A team of electrical engineering students, doctoral and undergraduate, received the “Highest-scoring open-source/reproducible method award” for the Bird Audio Detection Challenge portion of the Detection and Classification of Acoustic Scenes and Events (DCASE) 2018 Challenge. Mike Johnson, professor and chair in the University of Kentucky Department of Electrical and Computer Engineering, led the team, which worked on the project over the summer.
Detecting bird sounds in audio is an important task for automatic wildlife monitoring, as well as in citizen science and audio library management.
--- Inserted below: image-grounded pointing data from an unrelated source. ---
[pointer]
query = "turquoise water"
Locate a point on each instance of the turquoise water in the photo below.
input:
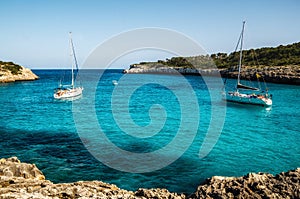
(55, 134)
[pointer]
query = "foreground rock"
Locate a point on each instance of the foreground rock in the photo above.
(261, 185)
(21, 180)
(19, 73)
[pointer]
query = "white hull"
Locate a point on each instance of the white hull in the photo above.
(248, 99)
(68, 93)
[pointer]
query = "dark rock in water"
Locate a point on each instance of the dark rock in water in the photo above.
(260, 185)
(22, 180)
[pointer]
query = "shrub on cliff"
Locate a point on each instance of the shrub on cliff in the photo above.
(15, 69)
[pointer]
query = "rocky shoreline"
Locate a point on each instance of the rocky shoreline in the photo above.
(23, 180)
(275, 74)
(25, 74)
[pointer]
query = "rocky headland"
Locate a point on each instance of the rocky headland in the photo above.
(276, 74)
(23, 180)
(10, 72)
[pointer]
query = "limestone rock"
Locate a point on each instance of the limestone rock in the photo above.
(21, 180)
(25, 75)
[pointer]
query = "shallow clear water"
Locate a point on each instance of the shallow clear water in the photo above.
(38, 129)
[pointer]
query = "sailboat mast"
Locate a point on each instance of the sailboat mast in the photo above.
(72, 54)
(241, 52)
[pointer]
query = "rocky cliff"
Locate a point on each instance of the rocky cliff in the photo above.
(275, 74)
(13, 72)
(22, 180)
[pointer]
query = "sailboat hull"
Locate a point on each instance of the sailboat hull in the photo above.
(68, 93)
(237, 97)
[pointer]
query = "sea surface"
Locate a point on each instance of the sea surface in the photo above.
(142, 115)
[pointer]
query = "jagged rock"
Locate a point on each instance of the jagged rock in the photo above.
(21, 180)
(260, 185)
(25, 75)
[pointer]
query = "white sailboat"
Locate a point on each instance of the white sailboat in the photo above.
(69, 91)
(245, 94)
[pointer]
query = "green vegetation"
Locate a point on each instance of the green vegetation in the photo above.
(278, 56)
(15, 69)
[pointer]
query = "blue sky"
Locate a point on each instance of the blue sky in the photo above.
(34, 33)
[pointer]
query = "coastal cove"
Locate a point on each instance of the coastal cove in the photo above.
(38, 129)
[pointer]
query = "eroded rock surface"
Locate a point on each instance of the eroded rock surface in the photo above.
(21, 180)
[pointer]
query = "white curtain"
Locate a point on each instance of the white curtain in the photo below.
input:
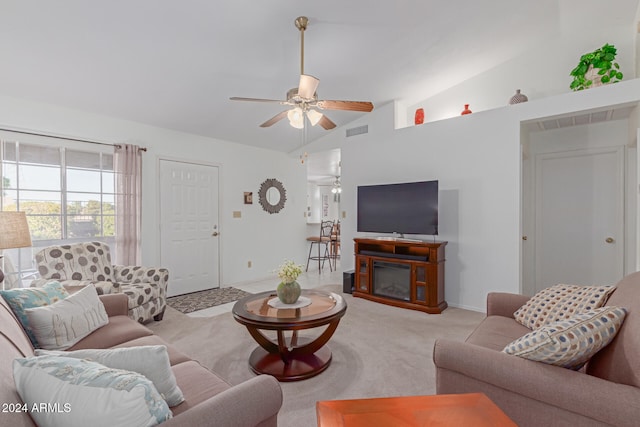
(128, 168)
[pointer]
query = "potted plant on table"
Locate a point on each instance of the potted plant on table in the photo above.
(289, 289)
(596, 68)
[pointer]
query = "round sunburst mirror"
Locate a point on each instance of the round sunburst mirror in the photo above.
(272, 195)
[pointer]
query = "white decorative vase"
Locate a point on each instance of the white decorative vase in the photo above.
(289, 293)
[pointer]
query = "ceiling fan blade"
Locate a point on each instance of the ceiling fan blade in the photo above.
(346, 105)
(308, 85)
(236, 98)
(326, 123)
(275, 119)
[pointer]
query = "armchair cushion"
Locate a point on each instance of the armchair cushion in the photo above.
(561, 302)
(80, 261)
(571, 342)
(81, 264)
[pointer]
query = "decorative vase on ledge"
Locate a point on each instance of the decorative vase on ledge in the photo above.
(518, 98)
(288, 293)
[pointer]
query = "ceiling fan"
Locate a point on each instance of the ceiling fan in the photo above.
(304, 99)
Bird sound detection is a very common required first step before further analysis (e.g. classification, counting), and makes it possible to conduct work with large datasets (e.g. continuous 24h monitoring) by filtering data down to regions of interest.
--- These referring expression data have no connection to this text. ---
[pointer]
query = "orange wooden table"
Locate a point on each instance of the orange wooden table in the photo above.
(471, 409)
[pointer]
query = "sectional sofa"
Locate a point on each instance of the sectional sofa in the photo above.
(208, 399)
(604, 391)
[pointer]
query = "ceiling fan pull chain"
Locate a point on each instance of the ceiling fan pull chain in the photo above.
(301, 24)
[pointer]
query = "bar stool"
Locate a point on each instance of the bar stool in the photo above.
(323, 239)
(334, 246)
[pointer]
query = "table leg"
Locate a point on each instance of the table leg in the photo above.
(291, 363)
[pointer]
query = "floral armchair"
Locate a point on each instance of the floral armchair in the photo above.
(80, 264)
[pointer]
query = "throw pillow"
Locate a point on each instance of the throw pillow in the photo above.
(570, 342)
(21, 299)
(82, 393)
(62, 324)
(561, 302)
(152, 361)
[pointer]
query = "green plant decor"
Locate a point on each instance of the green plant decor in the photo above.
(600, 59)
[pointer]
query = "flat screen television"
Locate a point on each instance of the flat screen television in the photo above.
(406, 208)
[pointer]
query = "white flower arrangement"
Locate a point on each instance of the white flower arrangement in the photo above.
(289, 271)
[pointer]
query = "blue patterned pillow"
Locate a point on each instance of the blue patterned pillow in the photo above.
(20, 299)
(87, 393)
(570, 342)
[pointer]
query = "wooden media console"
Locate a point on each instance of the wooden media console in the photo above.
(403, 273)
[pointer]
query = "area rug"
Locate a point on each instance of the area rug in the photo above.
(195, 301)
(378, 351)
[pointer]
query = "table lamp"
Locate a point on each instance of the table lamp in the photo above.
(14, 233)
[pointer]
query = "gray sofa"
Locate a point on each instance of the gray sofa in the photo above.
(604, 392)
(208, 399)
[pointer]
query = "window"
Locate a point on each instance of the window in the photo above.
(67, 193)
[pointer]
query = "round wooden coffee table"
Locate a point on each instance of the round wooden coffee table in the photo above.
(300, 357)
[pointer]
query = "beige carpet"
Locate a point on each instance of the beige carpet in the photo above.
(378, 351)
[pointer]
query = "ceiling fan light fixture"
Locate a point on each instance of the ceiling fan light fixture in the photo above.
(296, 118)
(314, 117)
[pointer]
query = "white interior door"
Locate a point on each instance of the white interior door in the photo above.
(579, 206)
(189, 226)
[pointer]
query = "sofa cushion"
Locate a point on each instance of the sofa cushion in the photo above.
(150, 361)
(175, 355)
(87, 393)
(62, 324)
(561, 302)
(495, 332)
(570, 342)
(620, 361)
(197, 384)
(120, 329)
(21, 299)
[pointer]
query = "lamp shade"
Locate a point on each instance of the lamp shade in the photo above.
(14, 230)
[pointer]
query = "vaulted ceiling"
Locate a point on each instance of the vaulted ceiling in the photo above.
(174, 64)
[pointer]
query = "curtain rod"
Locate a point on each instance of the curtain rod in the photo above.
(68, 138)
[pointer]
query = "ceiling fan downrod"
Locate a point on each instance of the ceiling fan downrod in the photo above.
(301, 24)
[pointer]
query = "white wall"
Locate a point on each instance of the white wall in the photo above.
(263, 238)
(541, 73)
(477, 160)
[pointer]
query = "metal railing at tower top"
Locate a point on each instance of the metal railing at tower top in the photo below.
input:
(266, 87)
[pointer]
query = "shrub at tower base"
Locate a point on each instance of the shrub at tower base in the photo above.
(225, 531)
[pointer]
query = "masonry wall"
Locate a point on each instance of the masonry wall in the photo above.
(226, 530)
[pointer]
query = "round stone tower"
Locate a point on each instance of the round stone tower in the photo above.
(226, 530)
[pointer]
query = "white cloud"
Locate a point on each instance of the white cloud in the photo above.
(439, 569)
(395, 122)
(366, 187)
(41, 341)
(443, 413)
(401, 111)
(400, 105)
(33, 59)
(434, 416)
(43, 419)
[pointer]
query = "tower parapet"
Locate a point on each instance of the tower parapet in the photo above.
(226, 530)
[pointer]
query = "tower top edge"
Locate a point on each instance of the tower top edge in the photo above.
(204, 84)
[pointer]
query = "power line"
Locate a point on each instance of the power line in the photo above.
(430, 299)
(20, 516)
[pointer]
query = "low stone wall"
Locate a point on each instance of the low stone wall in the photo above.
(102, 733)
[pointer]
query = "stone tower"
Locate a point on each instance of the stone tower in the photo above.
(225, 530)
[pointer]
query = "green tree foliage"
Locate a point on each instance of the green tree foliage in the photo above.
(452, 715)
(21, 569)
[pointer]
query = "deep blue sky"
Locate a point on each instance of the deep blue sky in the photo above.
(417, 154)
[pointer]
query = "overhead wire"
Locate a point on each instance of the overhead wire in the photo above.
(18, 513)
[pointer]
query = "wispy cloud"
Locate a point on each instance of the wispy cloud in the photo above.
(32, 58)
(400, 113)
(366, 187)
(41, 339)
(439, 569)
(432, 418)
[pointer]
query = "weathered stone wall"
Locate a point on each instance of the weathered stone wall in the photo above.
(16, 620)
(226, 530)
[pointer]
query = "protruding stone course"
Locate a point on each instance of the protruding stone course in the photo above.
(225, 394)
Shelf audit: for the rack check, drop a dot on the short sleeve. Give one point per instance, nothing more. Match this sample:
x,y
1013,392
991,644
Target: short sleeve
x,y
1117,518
Johnson’s team was tasked with determining whether a 10-second audio clip had a bird vocalization somewhere in it, regardless of species or loudness or background noise. Test datasets differed from the training datasets, so the challenge was to design a robust system. The team’s final system was 83.9% accuracy and won the award for "Highest-scoring open-source/reproducible method."
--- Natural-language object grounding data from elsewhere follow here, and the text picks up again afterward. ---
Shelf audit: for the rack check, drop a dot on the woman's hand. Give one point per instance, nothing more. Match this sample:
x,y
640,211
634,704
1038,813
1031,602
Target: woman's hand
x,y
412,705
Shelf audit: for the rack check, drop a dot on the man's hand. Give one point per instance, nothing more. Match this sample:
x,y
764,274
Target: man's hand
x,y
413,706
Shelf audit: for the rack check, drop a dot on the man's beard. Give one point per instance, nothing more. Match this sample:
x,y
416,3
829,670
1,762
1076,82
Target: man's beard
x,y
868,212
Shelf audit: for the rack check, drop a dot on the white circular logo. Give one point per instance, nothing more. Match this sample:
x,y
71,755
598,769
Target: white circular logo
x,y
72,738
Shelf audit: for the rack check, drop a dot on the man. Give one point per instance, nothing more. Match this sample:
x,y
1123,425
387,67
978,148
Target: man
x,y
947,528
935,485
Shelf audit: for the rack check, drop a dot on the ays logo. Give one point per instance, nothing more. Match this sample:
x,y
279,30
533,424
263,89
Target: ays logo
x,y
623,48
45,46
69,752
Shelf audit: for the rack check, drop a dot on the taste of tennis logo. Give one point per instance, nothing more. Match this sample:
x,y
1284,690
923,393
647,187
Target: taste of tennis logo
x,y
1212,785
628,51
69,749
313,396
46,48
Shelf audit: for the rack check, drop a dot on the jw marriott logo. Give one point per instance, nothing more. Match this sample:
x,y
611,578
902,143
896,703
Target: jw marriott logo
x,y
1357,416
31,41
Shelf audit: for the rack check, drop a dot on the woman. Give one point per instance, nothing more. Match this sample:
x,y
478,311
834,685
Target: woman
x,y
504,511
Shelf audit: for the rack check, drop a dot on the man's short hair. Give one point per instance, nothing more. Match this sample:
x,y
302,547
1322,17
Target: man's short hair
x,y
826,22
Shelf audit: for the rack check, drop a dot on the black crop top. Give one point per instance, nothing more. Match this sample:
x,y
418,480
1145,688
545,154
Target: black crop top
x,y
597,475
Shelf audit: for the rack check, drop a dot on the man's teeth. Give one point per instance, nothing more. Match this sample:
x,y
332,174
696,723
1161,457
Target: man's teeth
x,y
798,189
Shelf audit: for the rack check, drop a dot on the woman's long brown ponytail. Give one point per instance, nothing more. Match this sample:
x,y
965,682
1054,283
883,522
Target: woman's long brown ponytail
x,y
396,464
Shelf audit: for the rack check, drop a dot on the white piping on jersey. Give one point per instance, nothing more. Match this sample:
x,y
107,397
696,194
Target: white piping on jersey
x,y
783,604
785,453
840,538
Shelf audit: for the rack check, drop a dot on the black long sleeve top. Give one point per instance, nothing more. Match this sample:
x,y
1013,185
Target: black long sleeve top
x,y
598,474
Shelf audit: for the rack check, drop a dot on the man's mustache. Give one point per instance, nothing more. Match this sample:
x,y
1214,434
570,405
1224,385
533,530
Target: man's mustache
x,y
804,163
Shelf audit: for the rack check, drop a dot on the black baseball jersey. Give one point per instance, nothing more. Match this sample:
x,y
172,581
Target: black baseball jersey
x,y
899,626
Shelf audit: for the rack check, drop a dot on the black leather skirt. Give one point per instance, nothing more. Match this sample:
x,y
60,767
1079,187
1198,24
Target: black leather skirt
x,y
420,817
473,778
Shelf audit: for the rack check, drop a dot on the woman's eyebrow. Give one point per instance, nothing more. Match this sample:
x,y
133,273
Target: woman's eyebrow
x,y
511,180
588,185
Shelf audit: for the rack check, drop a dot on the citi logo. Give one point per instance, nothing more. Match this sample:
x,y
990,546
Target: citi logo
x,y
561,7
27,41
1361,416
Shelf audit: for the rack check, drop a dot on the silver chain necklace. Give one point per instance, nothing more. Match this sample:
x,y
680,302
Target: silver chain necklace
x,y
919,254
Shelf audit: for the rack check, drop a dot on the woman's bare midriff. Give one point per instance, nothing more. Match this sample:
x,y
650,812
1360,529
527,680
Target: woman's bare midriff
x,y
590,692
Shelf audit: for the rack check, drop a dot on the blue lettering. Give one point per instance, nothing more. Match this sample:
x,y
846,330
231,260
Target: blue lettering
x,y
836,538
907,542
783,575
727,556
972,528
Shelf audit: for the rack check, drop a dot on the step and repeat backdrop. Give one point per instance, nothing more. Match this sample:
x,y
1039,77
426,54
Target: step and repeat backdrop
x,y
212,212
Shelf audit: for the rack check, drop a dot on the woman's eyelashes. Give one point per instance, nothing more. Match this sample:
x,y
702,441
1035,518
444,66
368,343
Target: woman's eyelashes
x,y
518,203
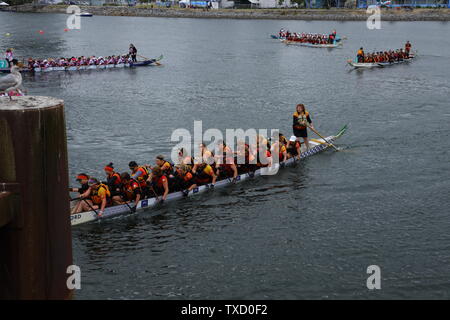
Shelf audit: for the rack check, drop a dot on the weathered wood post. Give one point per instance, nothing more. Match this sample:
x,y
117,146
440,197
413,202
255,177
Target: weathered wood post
x,y
35,231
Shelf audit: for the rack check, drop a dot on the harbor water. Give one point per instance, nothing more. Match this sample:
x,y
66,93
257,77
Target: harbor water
x,y
309,232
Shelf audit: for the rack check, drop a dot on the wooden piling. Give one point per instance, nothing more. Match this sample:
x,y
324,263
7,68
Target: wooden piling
x,y
35,231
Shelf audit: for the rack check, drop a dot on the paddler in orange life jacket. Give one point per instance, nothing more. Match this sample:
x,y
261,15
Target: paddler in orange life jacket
x,y
140,174
293,148
130,191
263,154
184,179
360,55
83,179
184,158
207,155
113,180
245,160
160,183
407,48
98,197
204,174
301,119
225,166
165,166
281,148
In November, Johnson traveled to London, England, where he presented the paper at DCASE 2018. You can read the paper here.
The award-winner team included: doctoral student Sidrah Liaqat (advisor: Samson Cheung), doctoral student Narjes Bozorg (advisor: Mike Johnson), doctoral student Neene Jose (advisor: Mike Johnson) and Patrick Conrey (electrical engineering student doing undergraduate research) and Mike Johnson.